If the fallout from the summer infosecurity exhibitions, conferences and press tours has left one taste in the mouth… it is surely the maturity of ransomware. PhishMe Inc has added to the voices now attempting to affirm this notion and said that the second quarter of 2016 saw ransomware firmly establish itself as a ‘mature business model', albeit a despicable one.

The human phishing defence solutions company says that encryption ransomware now accounts for 50 percent of all malware configurations. This assertion echoes comments made by Trend Micro's VP of security research Rik Ferguson this summer when he stated that ransomware is now ‘an enterprise problem' ie it is no longer just a sporadic threat targeted at individuals for quick profit, but a permanent fixture on the threat landscape.

Three key factors in ransomware

PhishMe's Q2 2016 Malware Review identified three key areas as ‘firmly established': encryption ransomware itself, a rise in evasion techniques (many of them ‘simple' techniques to circumvent protection by security solutions) and the fact that simple attacks still hurt ie less sophisticated actors who still wield robust feature sets.

Key payloads delivered in 2016 have been attributed to the Cerber encryption ransomware and Locky, both of which enjoyed strong domination.

“Barely a year ago, ransomware was a concerning trend on the rise. Now, ransomware is a fully established business model and a reliable profit engine for cyber-criminals, as threat actors involved treat it as a legitimate industry by selling information, tools and resources to peers based all around the world,” said Rohyt Belani, CEO and co-founder of PhishMe.

Belani suggests that ‘empowering the human element' to detect and report these campaigns needs to be a top priority for organisations if they are to protect themselves from a threat that is here for the long term.

Steganography subterfuge

PhishMe's report also unveils findings on the usage of steganographic techniques and ciphers in malware delivery. Steganography being the art and science of hiding information by embedding messages within other, seemingly harmless messages. 

According to the report, “Using a common steganographic technique, threat actors are able to hide the Cerber executable of a Cerber malware payload within a seemingly harmless image file – sneaking past layers of security technologies to make its way into the target victim's inbox. The report provides further examples on how the executables are embedded and what to look for when conducting a deep ransomware analysis.”

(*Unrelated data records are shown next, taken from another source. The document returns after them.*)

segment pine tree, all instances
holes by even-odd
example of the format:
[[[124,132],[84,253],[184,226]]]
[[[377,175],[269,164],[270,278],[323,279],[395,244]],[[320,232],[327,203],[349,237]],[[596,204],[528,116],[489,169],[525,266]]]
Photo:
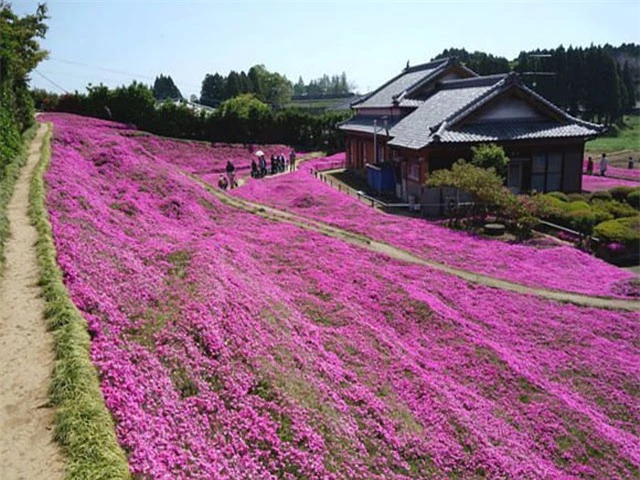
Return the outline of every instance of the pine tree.
[[[202,81],[200,103],[210,107],[217,107],[226,99],[226,81],[219,73],[206,74]]]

This report and review also aims to shed light on remote access Trojan utilities, which have garnered significant attention recently due to their purported use in the high profile intrusion and apparent theft of data from the Democratic National Committee.

Troy Gill, manager of security research at AppRiver spoke to SCMagazineUK.com in line with this story to comment, “Ransomware keeps growing in popularity because, well, it doesn't just work; it works really, really well. Why does it work? Because many netizens and organisations don't properly backup their files, if it all - a backed up copy of an encrypted file would negate the need to pay a ransom.”

Gill continued, "To make sure their business model continues, many cyber-criminals will even help their victims decrypt their files (post payment, of course) to ensure that their reputation for delivering the encryption key is intact. Because if word spread that it doesn't matter how much victims pay, they won't get their files back, people would likely stop paying. And ultimately people paying is what will continue to drive this malware and variants being released."